In deze zaak heeft appellante, geboren in 1939 in het voormalige Nederlands-Indië, een aanvraag ingediend om erkend te worden als burger-oorlogsslachtoffer op basis van gezondheidsklachten die zij toeschrijft aan haar oorlogservaringen. De aanvraag werd afgewezen door de Raadskamer WUBO van de Pensioen- en Uitkeringsraad, die oordeelde dat appellante weliswaar was getroffen door oorlogsgeweld, maar geen blijvende invaliditeit had opgelopen.
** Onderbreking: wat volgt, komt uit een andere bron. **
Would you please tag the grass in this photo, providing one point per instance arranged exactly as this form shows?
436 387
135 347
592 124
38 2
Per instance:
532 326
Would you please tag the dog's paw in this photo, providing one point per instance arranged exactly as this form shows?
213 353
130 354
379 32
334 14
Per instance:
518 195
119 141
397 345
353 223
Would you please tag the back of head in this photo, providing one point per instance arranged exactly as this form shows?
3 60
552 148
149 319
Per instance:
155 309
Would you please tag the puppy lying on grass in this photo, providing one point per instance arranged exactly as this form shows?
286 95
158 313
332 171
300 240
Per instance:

De Raad heeft het bestreden besluit in beroep beoordeeld en geconcludeerd dat de afwijzing terecht was, gebaseerd op adviezen van geneeskundig adviseurs die de medische situatie van appellante hebben onderzocht. De Raad oordeelde dat de psychische klachten van appellante niet leidden tot blijvende invaliditeit en dat de lichamelijke klachten niet in verband stonden met het oorlogsgeweld. De Raad heeft vastgesteld dat de adviezen van de geneeskundig adviseurs goed onderbouwd waren en dat er geen medische gegevens zijn ingediend die de conclusies van de verweerster in twijfel trokken. Het beroep van appellante werd ongegrond verklaard, en er werden geen proceskosten vergoed.

Uitspraak

07/6326 WUBO
Centrale Raad van Beroep
Meervoudige kamer
U I T S P R A A K
in het geding tussen:
[appellante] (hierna: appellante),
en
de Raadskamer WUBO van de Pensioen- en Uitkeringsraad (hierna: verweerster)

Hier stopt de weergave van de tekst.